Once for a while, we asked questions like: what can we do with more computations? When we asked that question in 2010, CUDA came along and Jesen Huang gifted everyone under the sun a GTX 980 or GTX Titan in search of problems beyond graphics that these wonderful computation workhorses can help.

Then suddenly, we found out that we can not only solve simulation problems (3D graphics, physics emulation, weather forecast etc.), but also perception problems with 100x more computations. That started the gold rush of deep learning.

Fast-forward to today, as deep learning makes great advances in perception and understanding, the focus moved from pure computations to interconnects and memory. We can do really interesting things now with the computations available today. What can we do, if there are another 100x more computations available?

Put it more blatantly, I am not interested in supercomputers in data centers to be 100x faster. What if a mobile phone, a laptop, or a Raspberry Pi, can carry 100x more computations in the similar envelope? What can we do with that?

To answer that question, we need to turn our eyes from the virtual world back to our physical world. Because dynamics in the physical world are complex, for many years, we built machines with ruthless simplifications. We built heavy cranes to balance out heavy things we are going to lift. Even our most-advanced robotic arms, often have heavy base such that the dynamics can be affine to the control force. Often than not, humans are in the loop to control these dynamics, such as early airplanes, or F1 racing cars.

That’s why the machines we built today mostly have pretty straightforward dynamics. Even with microcontrollers, our jet-fighters or quad-copters actually have pretty simple dynamics control. Only recently, Boston Dynamics started to build machines with whole-body dynamics in mind and actually have sophisticated dynamics.

Now, imagine a world where every machine is much more nimble, more biological-like, because we don’t need to simplify the system dynamics, but to leverage them. To get there, we need to do much more computations.
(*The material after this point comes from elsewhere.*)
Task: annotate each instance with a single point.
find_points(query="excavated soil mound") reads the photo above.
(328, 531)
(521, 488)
To control a dynamics system, we normally need to solve optimization problems with hundreds to thousands of variables. These are not crazy numbers, our computers today can solve eigenvalues of a matrix on the rank of thousands pretty easily. The trick is to do this fast. An active control applied at 1000Hz is much more stable than ones at 10Hz. That means do these numerical integrations, inverting matrices, all under 1 millisecond. For this, we need to do much more computations in 1 millisecond than what we can today.

If we are careful, we will plan our gifted 100x computations more strategically. We will work on anything that reduces computation latency, such as sharing memory between CPUs and GPUs. We will mainstream critical works such as PREEMPT_RT to the Linux kernel. We will reduce the number of ECUs so it is easier to compute whole-body dynamics with one beefier computer. We will make our software / hardware packages more easy-to-use; it will scale from small robot vacuums to biggest cranes.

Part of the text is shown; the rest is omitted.